I always felt that one of the reasons that Doug Engelbart's ideas took 20-30 years to hit the mainstream was his lack of communications skills. How could anyone who saw the 1968 demo of the NLS system not go run out and try to change the world with this new technology? Although Engelbart is a genius, I felt the talk he gave at CHI '98 was rambling and hard to follow. I have seen him speak two or three times about the Bootstrap Institute and it never makes much sense to me. But, given how hard it was to get people to quickly understand his great innovations of the 60s, I fear that I'm simply missing it. I think I need to devote a graduate seminar to studying Doug's early work and then studying his recent work from the Bootstrap Institute in detail. Who would want to participate?

Friday, August 13, 2004

Why no pen-centric UIs?

Microsoft has released an updated version of the TabletPC OS in the latest Windows XP SP2 (it is downloadable now if you want to try it out). The major change you can see for the TabletPC is the improvement of the TIP (Text Input Panel). This is better, but hardly a radical improvement to the UI.

At a recent TabletPC workshop put on by Microsoft and the University of Washington, many researchers complained about Microsoft refusing to release a pen-centric UI for the TabletPC. Instead they have relied on a UI that is simply incremental over the existing desktop UI. The pen is little more than a mouse pointer in the existing GUI. The TIP is just one such example of a hack that is necessary to let the pen input text into existing applications without the apps having to know anything about it.
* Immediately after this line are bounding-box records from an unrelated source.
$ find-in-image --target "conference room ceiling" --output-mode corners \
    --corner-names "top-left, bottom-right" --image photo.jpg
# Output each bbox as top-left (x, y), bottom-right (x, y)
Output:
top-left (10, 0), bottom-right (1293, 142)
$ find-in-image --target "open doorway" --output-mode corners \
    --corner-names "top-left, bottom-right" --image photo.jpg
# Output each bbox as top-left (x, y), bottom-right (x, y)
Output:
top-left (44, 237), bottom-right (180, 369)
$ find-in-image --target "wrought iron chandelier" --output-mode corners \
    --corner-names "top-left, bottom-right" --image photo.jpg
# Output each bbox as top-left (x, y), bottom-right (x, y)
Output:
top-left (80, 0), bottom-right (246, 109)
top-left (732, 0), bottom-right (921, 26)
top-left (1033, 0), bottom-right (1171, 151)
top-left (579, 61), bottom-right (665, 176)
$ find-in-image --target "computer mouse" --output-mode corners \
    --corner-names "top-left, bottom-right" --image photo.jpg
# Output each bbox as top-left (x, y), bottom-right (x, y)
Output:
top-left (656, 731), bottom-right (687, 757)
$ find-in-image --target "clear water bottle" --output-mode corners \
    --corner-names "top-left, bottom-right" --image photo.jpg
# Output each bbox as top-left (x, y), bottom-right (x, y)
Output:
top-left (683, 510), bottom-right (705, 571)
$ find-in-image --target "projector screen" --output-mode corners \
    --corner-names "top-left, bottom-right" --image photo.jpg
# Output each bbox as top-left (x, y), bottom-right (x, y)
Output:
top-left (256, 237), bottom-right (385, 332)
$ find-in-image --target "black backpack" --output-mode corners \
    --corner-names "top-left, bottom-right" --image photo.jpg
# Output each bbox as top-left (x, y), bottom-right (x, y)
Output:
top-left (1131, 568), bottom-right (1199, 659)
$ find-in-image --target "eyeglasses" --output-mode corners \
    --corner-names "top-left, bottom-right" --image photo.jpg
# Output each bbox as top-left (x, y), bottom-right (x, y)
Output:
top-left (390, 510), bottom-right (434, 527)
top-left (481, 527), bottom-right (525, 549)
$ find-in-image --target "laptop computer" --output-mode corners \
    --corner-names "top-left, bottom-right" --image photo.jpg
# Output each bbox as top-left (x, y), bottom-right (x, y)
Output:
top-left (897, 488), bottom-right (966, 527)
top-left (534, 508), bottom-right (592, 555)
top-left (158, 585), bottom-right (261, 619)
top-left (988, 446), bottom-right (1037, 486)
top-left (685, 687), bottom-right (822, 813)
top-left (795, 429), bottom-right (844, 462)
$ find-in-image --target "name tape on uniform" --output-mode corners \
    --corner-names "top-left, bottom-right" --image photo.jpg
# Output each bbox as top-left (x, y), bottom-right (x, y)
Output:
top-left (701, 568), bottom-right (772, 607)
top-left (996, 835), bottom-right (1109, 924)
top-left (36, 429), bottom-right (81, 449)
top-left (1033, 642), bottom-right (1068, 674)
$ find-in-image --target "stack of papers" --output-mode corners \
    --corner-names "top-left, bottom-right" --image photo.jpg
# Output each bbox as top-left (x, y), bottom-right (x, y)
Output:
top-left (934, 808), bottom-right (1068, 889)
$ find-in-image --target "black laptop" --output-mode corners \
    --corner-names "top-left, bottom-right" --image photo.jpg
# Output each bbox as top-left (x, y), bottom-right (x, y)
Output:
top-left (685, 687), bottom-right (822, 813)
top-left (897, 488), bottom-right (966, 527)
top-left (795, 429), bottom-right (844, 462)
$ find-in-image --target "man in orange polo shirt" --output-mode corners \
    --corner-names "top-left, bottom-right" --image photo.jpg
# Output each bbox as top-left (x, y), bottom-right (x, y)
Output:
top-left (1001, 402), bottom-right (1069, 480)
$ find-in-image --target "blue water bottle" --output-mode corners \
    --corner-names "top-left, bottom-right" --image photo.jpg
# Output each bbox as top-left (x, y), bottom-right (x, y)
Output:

The reason Microsoft has given for this decision to many of us privately in the past is that they actually did develop a purely pen-centric UI and it tested quite well. The problem was that people either said or exhibited problems when moving between that novel UI and their existing GUI apps, which they would still have to do in the future. This feels like a bad compromise or a great research problem.

How do you allow someone to learn an entirely new UI that takes advantage of the unique input characteristics of the TabletPC platform, yet still allow them to easily use their existing GUI metaphor when it is more appropriate or necessary? Can you make this new UI easy to learn and allow it to become more pen-centric as the user gets more expertise? Think about how Marking Menus start out as a simple pie menu (a fairly traditional GUI interaction -- except for the circular part) and then moves to a gestural interface as the user become more expert with it. You could push this research even further if you consider multimodal UIs that use pen, gesture, and speech rather than just pens.

What should Microsoft do? What is the interesting research here for those of us who want to push harder? What do you think?


Wednesday, August 04, 2004

Ubicomp research project name collision

I find it interesting that Ubicomp and other computing researchers continually come up with the same names for their projects. For example, I found out today that HP Labs has a Personal Server project that sounds quite similiar to the Personal Server that Roy Want of Intel Research has been pushing for several years.

Similarly, Intel Research Seattle, where I work, has a project called Place Lab, which is a location-enhanced computing infrastructure that preserves privacy by computing a device's position using the ubiquitous radio beacons in the environment (e.g., WiFi access points). MIT has a Ubicomp project called Place Lab, which is an actual living laboratory for running “digital home” experiments (it is an apartment outfitted with sensors, cameras, etc.)

Does this cause a problem for the community?

Or does the project that has more research success swamp the poor souls who chose the same name?